Surveillance Capitalism and Gendered Labor Beyond molka, South Korea’s digital feminism points to broader questions of surveillance capitalism. Tech companies profit from clicks on pornographic content, while women bear the costs of privacy violations. Moderation systems often fail to remove content swiftly, effectively outsourcing the burden of protection to victims.
Feminist critiques reveal how gendered labor is exploited twice: first, through non-consensual exposure; second, through the emotional and legal labor required to fight it. Resistance, therefore, is not only moral but also economic - demanding that platforms, states, and corporations be held accountable.
Global Resonances South Korea’s digital feminism resonates far beyond its borders.
In France and Germany, debates on online harassment (#BalanceTonPorc, #MeToo) echo similar struggles to regulate digital violence.
In Latin America, digital platforms amplify feminist chants like “Ni Una Menos”, creating viral waves of solidarity.
In Vietnam, while state censorship limits online mobilization, digital feminism surfaces in creative ways - through art, memes, and coded language.
These resonances reveal that digital feminism is not a “South Korean anomaly” but part of a global transformation: feminism as both enabled and endangered by technology.

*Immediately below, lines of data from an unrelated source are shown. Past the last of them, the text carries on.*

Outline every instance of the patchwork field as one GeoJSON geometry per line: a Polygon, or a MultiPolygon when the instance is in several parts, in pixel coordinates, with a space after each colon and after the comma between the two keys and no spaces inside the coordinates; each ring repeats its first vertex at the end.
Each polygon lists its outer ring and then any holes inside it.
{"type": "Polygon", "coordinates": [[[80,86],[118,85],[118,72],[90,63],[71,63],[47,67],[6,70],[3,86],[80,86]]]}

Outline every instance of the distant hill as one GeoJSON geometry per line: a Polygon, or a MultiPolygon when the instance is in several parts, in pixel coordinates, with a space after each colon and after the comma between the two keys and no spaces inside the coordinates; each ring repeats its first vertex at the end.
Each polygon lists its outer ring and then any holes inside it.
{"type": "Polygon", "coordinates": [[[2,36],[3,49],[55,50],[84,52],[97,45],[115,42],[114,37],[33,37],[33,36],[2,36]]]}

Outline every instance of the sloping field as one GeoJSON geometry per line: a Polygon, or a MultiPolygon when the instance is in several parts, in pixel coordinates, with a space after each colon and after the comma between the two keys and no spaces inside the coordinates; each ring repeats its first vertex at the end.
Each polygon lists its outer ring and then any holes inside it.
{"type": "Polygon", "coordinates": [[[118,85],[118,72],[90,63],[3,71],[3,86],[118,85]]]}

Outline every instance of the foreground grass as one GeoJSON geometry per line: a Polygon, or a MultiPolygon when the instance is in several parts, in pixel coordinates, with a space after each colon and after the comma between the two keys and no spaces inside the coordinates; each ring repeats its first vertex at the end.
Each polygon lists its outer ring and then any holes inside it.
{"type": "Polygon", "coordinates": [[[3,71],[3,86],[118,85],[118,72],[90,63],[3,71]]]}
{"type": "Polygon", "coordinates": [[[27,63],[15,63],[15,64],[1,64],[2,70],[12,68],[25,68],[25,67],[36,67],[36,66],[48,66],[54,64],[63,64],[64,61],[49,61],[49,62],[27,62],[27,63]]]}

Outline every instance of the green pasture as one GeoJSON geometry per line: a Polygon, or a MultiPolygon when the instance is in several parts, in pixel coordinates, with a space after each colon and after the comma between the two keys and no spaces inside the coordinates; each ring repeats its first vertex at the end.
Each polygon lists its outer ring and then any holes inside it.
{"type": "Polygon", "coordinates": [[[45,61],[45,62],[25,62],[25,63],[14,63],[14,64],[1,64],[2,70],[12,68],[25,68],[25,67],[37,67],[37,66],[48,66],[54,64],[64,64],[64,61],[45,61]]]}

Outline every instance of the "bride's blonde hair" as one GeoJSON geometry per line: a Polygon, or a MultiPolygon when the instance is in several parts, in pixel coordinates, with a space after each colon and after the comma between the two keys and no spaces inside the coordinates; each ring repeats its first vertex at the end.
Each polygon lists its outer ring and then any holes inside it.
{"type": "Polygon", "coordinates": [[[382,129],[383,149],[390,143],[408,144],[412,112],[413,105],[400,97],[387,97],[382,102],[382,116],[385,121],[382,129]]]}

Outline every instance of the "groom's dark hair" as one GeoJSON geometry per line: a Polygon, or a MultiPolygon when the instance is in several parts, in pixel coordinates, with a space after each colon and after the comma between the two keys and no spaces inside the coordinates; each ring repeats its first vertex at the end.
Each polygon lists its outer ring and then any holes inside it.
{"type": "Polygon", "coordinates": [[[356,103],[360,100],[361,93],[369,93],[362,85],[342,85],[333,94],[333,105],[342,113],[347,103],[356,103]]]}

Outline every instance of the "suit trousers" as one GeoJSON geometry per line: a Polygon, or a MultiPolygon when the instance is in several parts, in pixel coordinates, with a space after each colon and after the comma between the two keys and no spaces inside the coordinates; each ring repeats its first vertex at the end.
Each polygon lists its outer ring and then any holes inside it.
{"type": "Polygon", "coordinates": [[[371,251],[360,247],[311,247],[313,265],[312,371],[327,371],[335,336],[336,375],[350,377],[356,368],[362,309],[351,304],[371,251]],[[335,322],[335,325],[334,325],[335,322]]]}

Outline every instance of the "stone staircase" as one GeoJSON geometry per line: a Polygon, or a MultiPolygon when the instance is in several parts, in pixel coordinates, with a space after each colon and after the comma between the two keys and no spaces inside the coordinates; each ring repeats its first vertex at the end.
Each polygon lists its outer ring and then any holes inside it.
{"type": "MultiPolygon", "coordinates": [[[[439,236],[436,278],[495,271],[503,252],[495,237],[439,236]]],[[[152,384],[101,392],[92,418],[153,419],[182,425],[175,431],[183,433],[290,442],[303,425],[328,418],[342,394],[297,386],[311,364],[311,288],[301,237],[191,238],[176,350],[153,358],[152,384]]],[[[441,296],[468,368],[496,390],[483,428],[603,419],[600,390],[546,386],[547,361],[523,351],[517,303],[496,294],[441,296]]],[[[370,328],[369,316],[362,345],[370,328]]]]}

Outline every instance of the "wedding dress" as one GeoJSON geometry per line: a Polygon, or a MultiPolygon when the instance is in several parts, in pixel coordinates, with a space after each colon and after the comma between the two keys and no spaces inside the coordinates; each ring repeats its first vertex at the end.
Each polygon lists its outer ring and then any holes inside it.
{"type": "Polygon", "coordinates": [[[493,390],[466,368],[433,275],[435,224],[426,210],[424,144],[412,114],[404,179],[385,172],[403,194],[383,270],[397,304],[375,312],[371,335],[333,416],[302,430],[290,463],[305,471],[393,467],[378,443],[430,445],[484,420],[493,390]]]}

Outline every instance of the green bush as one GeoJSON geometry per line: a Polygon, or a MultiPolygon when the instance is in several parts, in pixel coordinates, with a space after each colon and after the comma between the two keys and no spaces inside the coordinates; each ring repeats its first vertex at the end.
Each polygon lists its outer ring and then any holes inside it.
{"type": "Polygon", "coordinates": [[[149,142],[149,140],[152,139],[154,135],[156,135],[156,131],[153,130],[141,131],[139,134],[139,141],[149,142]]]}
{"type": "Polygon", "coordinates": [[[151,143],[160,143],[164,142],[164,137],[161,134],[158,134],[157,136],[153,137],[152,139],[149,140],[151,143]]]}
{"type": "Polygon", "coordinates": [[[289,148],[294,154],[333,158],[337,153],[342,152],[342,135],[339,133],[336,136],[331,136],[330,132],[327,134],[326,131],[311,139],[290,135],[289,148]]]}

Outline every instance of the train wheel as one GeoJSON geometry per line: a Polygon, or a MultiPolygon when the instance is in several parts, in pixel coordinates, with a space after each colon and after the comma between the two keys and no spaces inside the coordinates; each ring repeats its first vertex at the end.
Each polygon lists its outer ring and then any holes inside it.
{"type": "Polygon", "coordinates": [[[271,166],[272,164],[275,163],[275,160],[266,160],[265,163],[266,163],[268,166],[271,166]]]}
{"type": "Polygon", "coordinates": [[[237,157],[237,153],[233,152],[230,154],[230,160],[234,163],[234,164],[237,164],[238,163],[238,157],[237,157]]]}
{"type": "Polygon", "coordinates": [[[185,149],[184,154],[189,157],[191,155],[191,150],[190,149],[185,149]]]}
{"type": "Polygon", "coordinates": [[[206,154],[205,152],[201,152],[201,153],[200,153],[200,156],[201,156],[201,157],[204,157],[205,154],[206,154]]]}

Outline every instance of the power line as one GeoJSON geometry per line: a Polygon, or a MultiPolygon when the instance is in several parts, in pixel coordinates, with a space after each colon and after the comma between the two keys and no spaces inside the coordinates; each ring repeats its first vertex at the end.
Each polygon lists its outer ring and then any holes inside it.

The Paradox of Visibility At the heart of digital feminism lies a paradox. Visibility is both power and vulnerability. To speak out online is to risk harassment; to remain silent is to disappear. To march in the streets is to be photographed, archived, surveilled.
Feminist politics thus confronts a double bind: demanding visibility while resisting its violence. The challenge is not to escape surveillance entirely - impossible in digital modernity - but to reclaim visibility on feminist terms.
Toward a Feminist Digital Future What might feminist digital futures look like? They would require not only stronger laws but also reimagined technologies. Platforms designed around care rather than profit. Algorithms that prioritize safety over virality. Digital spaces that amplify marginalized voices without exposing them to disproportionate harm.
But futures are not built overnight. For now, the work of South Korean feminists demonstrates that even under regimes of surveillance, resistance can thrive. Every protest march, every viral hashtag, every testimony uploaded online becomes part of a collective archive - a rhythm of defiance in the digital age.
Conclusion Digital feminism in South Korea is born from the contradictions of hyperconnectivity: the same networks that exploit women also empower them. Molka crimes made visible the violence of surveillance; feminist movements made visible the power of resistance.
In reimagining feminism as a politics of surveillance, South Korea teaches a global lesson: technology is never neutral. It can reproduce patriarchy or disrupt it - depending on whose hands hold the camera, and whose voices claim the screen.
The question for global feminism is not whether to go digital, but how. The challenge is to transform the politics of visibility from a site of exploitation into a site of solidarity - where being seen no longer means being violated, but being recognized.